The soundtrack, again keeping with PD tradition, accompanied us in every space, mixing drones, Tudor motets, film scores, atonal chamber music and at one point a classic seventies disco hit. Voice-overs frequently quoted from the play, and always in keeping with the scene playing, but were superfluous except in terms of adding atmosphere. Where the directors might have chosen to use the text to explain the action in a scene, they instead decided to hang back, to allow the scene to speak for itself. While this frequently resulted in confusion (I had to have the different characters explained to me fully after the show by one of the cast), it meant that we were never spoonfed and that was so much more rewarding.
The production was so compelling it seems churlish to offer any criticism, and one must always keep the company’s amateur roots in mind. Lighting was occasionally misplaced, resulting in key moments taking place in shadow (still not as bad as SNM, though). One or two of the cast looked less assured, less grounded than the others. Arguably there were small patches in the design where it was too easy to look out at the real world, either the sterile concrete of Docklands office blocks or the brightly lit, shining corridors of Capstan House. But to dwell too much on these very minor points would be to undermine the colossal achievement of this production.

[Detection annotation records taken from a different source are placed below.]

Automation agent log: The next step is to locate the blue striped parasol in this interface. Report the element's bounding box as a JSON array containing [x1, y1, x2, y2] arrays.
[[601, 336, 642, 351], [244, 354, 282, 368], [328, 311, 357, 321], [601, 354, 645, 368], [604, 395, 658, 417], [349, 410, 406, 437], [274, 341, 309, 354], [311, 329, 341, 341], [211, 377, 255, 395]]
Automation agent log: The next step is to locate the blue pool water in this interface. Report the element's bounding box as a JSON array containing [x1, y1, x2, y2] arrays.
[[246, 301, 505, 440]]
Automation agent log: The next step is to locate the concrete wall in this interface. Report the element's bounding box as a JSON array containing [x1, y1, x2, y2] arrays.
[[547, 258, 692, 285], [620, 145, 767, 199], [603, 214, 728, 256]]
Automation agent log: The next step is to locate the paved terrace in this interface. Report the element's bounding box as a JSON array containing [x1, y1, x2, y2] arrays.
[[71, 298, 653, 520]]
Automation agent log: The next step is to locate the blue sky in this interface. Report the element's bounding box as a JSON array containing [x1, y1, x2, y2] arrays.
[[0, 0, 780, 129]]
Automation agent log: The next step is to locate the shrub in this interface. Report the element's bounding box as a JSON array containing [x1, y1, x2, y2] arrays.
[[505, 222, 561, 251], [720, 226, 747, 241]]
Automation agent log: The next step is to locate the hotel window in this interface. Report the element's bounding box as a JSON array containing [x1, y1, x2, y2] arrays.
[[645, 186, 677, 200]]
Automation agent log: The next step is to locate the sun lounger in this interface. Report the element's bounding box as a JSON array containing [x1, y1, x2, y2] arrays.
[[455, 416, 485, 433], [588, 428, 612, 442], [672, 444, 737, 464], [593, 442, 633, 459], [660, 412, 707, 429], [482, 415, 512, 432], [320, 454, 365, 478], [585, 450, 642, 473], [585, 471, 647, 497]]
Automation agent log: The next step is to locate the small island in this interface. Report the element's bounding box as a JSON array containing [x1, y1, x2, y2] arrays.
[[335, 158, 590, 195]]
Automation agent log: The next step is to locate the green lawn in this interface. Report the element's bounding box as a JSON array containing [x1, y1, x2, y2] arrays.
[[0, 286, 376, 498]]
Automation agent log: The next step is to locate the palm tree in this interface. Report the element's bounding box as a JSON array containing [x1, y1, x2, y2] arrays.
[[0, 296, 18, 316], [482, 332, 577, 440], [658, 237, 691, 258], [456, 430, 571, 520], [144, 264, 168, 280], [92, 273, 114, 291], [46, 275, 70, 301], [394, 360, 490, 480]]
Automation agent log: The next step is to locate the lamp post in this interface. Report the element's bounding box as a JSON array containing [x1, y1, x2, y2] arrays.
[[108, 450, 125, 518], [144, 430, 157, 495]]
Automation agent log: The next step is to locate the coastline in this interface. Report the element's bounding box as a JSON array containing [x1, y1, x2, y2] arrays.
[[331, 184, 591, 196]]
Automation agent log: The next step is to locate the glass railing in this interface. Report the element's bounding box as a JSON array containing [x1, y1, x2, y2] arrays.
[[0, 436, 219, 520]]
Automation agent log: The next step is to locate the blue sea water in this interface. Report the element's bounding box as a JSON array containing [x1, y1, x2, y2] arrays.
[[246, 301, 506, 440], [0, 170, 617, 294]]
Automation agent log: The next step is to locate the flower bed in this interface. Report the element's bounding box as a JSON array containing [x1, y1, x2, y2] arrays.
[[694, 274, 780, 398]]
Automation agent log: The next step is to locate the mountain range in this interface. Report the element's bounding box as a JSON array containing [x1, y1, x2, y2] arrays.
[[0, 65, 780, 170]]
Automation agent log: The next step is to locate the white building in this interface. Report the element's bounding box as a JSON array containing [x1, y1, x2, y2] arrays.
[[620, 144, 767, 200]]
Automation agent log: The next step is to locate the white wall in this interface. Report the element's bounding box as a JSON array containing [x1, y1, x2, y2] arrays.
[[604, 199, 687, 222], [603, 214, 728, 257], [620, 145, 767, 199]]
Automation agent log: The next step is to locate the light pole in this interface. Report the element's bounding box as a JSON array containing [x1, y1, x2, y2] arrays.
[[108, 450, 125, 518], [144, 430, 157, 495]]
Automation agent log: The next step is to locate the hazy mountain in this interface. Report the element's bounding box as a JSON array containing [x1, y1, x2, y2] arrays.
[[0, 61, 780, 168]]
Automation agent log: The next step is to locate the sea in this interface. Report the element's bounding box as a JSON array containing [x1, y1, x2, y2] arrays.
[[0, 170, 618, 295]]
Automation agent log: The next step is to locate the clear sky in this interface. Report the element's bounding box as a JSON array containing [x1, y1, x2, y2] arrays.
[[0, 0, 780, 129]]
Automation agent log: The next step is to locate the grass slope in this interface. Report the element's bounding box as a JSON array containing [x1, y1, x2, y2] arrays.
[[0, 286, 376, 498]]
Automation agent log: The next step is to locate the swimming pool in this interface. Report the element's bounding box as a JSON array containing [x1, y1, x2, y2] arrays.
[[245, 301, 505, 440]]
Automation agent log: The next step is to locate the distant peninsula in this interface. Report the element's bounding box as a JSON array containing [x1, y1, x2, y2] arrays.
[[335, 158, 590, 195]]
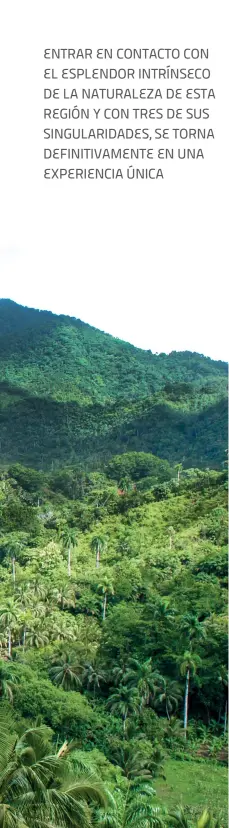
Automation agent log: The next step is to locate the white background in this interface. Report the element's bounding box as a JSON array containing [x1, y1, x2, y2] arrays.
[[0, 0, 228, 359]]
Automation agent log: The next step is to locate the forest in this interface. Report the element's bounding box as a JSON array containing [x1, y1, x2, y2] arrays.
[[0, 300, 228, 828]]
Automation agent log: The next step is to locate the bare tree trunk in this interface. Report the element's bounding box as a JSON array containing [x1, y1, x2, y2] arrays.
[[184, 667, 190, 739]]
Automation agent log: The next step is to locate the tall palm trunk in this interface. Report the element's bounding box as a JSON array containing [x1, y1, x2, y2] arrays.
[[184, 667, 190, 739], [103, 592, 107, 621], [223, 701, 227, 736], [68, 546, 71, 578], [123, 713, 127, 736]]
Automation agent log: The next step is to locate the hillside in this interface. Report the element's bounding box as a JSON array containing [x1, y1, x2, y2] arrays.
[[0, 299, 227, 469], [0, 466, 227, 828], [0, 300, 228, 828]]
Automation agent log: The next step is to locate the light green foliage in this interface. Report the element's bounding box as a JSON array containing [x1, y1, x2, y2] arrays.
[[0, 302, 227, 828], [0, 299, 227, 468]]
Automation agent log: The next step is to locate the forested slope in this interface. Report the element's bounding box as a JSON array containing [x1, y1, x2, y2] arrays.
[[0, 300, 227, 468]]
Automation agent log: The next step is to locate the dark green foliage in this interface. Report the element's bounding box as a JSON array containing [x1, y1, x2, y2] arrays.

What impressed me so much about this production is the huge amount of thought which had gone into the layers of narrative, not merely hacking out another Shakespeare-in-a-funny-setting which has become standard fare among amateur and fringe productions. Characters were split, merged or absent altogether. The figures of Shakespeare and his queen, Elizabeth, featured prominently. This sometimes created confusion, as noted above, but it also created new layers of meaning, making this as much a rethinking of Shakespeare as a restaging.
It would have been so, so easy to do this badly. Directors @badlydrawndrownedman and @priceyc could simply have chosen to attempt to clone SNM and TDM, to shove masks on the audience (no masks in this production) and set them free to wander darkened, drone-filled corridors with strange figures hopping in and out of view to no obvious purpose. They could easily have pleaded shortcomings in time, budget, imagination or just willpower. Instead, they went the other way - they exceeded their limitations in every department. I am in awe of their achievement.
Is a revival too much to hope for? I have friends among the cast who say they would happily make space in their diaries for another run. Twelve performances seems too few for such a momentous experience. Or is it better to obey the old showbiz maxim: always leave them wanting more?
The creative (and box office) success of this show begs an important question. Immersive theatre is a growing trend. Often it is done lazily, half-heartedly, or within safe boundaries. Often it puts in just enough commitment to meet some ill-defined target, or uses the genre’s amorphous nature to excuse shortcomings in imagination and creativity. What Sedos have shown is that it doesn't take money, it doesn’t take experienced professional performers, it doesn’t take a brand as high-profile as Punchdrunk. It takes two things: imagination and commitment. If they can do it, what cannot other people do - perhaps people who haven’t thought of doing this sort of thing themselves? It’s certainly given me food for thought.